6. Les maîtres d'esclaves français appelaient
marrons les esclaves déserteurs
en fuite dans les bois. Comme au Brésil et à
la Jamaïque, ceux-ci formaient quelquefois des communautés stables. Au Brésil, on
désignait leurs habitations dans la forêt du nom de quilombos, un mot d'origine
Bantoue (Afrique au Sud de la forêt équatoriale), qui signifie campement, village.
7. Les Hollandais ont occupé une partie du Nord-Est du Brésil, principalement le Pernambouc, de 1630 à 1654.
8. “encurralamento”. Mise dans le curral, enclos où on enferme le bétail.
9. “malandragem”. C'est le meilleur équivalent français que nous ayons trouvé. La malandragem est le mode de vie du malandro, une figure de débrouillard peu amant du travail et souvent en délicatesse avec la Loi. Pour les moyens de subsistance, le malandro est tout-à-fait semblable aux Pieds-Nickelés, ces personnages créés par Louis Forton à la Belle-Époque, en 1908, et dont la carrière en bande dessinée s'étend jusqu'aux années 1970. Mais les femmes et la musique jouent un bien plus grand rôle dans la légende du malandro brésilien que dans les aventures des trois débrouillards français.
10. feitor. Cet employé des
plantations était chargé de diriger la main-d'oeuvre esclave, aux champs et dans ses autres
tâches. Le signe et l'instrument de son autorité était le fouet, dont il faisait
régulièrement usage.
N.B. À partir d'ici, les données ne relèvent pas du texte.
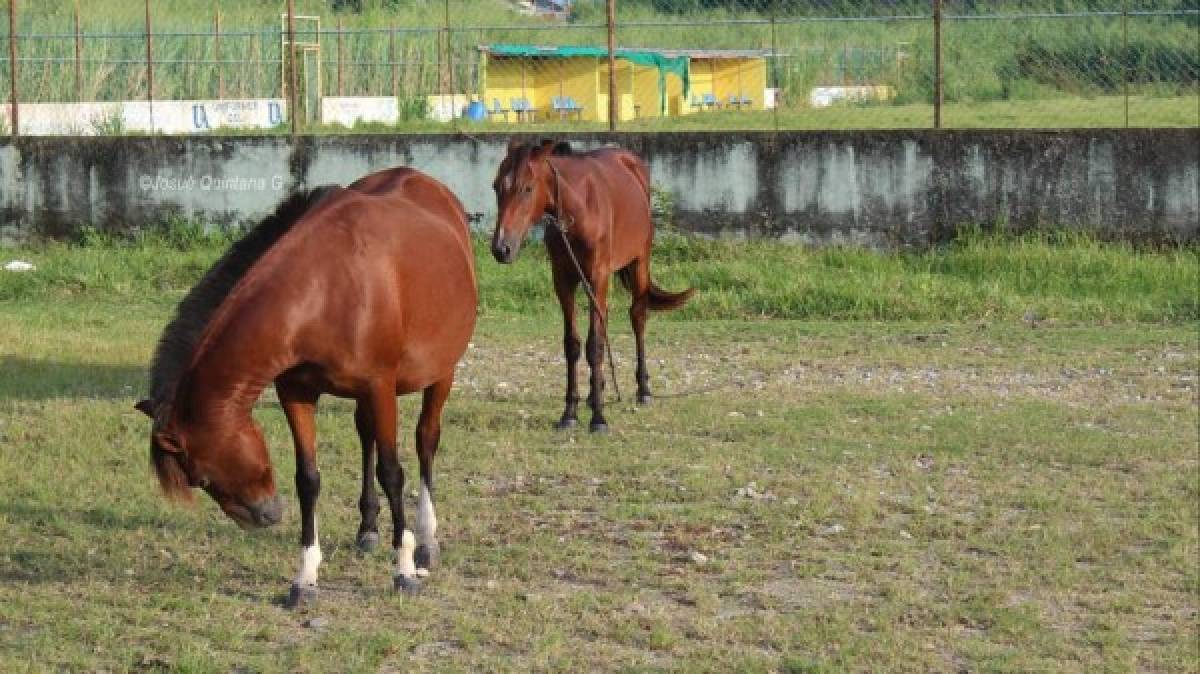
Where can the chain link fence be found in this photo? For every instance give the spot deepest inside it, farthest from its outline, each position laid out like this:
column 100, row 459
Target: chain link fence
column 678, row 64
Sur les plantations françaises des Antilles, l'intendant
avait les fonctions du feitor; mais le titre d'intendant est pour nous plus proche de
celui d'administrateur que de celui de bourreau; aussi nous avons choisi de traduire feitor
par garde-chiourme. C'est un terme qui vient du bagne, et non de l'esclavage; c'est le lieu, en France,
où les châtiments corporels allant jusqu'à la mort ont subsisté jusqu'au 19º
siècle (voir sur Gallica François Vidocq,
Voleurs, physiologie de leurs moeurs et de leur langage, Paris:Chez l'auteur, 1837, article Boye
),
et le garde-chiourme conserve pour nous un aspect cruel qui correspond au souvenir laissé par
les feitores au Brésil.
11. Anande das Areias – capoeiriste de São Paulo, auteur de O que é a capoeira, 1983 (sous le nom de Almir das Areias); Nestor Capoeira (Nestor Sezefredo dos Passos), capoeiriste de Rio de Janeiro, du groupe Senzala, auteur d'un disque, Galo já cantou, et de plusieurs livres, à la fois didactiques et de réflexion, dont le Petit manuel du joueur de capoeira (traduit en français) et Capoeira os fundamentos da malícia.
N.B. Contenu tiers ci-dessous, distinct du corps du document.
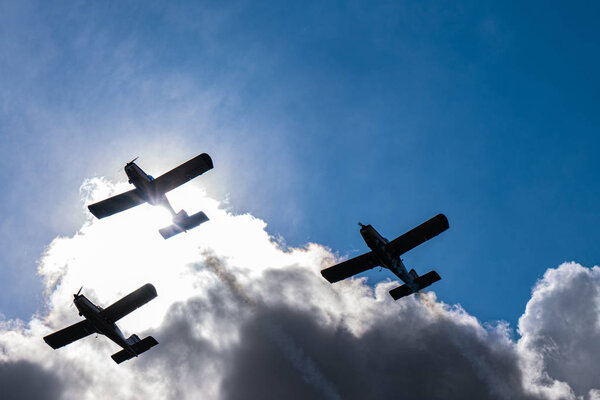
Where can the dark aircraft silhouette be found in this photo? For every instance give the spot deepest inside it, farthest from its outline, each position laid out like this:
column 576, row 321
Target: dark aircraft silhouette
column 148, row 189
column 98, row 320
column 387, row 254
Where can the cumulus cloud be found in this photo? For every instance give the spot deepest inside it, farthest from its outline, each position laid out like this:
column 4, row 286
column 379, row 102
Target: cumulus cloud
column 239, row 317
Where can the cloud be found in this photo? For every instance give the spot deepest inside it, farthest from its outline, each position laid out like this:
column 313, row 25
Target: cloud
column 26, row 380
column 239, row 317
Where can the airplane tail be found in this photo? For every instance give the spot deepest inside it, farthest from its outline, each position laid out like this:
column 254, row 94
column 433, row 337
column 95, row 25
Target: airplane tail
column 420, row 282
column 138, row 347
column 182, row 223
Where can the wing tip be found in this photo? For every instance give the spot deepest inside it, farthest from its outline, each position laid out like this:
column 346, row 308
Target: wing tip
column 207, row 160
column 443, row 220
column 150, row 289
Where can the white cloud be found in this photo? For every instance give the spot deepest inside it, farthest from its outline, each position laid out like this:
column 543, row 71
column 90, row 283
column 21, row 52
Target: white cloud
column 238, row 317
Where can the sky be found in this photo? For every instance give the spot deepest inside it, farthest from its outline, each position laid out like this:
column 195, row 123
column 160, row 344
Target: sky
column 317, row 115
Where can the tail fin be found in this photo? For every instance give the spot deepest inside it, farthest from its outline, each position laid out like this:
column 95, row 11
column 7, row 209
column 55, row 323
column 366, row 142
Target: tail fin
column 138, row 347
column 183, row 224
column 421, row 282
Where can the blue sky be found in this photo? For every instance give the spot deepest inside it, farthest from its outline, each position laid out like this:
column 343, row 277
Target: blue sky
column 317, row 115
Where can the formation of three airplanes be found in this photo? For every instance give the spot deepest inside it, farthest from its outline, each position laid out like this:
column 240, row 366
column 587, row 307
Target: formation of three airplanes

12. “maltas”. Pendant la deuxième moitié du 19º siècle, et surtout après la guerre du Paraguay (1865-1870), les bandes de capoeiras, qui aimaient perturber l'ordre dans les rues et les places de la capitale brésilienne, ont préoccupé considérablement la police et les journaux. Voir les documents et leur discussion dans nos pages historiques.
13. Un niveau culturel très au dessus de celui de leurs maîtres, c'est aussi la situation des auteurs, comme de la plupart des intellectuels brésiliens et de beaucoup d'autres pays, qui malgré des années d'études spécialisées et une ouverture d'esprit qui leur permet d'avoir une vision du monde plus globale, ne jouissent en réalité, par rapport aux détenteurs des positions de contrôle de la sphère économique, que d'un pouvoir d'influence à vrai dire limité.
14. “puxado”, littéralement tiré
,
mais aussi développé
. On l'utilise aussi dans le candomblé, pour l'instruction des novices
[Maria puxou o barco de iaôs do terreiro de D. Juliana
].
15. “curso de especialização, c'est à dire après l'apprentissage conclu par la formation.
16. Sans oublier le pandeiro qui répond au berimbau et le soutient. Voir le documentaire de Pierre Kast, 1966.
17. “amarrar o jogo”. Amarrar signifie attacher, ficeler, maintenir.
Cette métaphore très courante parmi les capoeiristes de la vieille garde s'utilise dans une quantité de sens
légèrement différents. Il semble que les capoeiristes modernes valorisent beaucoup moins le contrôle
(de soi, de l'autre) que leurs aînés. On attache
son propre jeu, et aussi à la musique. Le rythme
est dit amarrado, quand il donne des signes d'accélération, tout en restant toujours relativement
lent. Cela ce fait en retardant les frappes correspondant à certains points du cycle, et en rattrappant le temps
dès la frappe suivante. La capoeira se transmet surtout par le jeu et secondairement par la parole, et dans notre modeste
expérience, ne nous souvenons d'aucune autre occasion, ni ne connaissons aucun autre texte, où
le terme ait été appliqué de façon transitive à l'autre, à l'adversaire.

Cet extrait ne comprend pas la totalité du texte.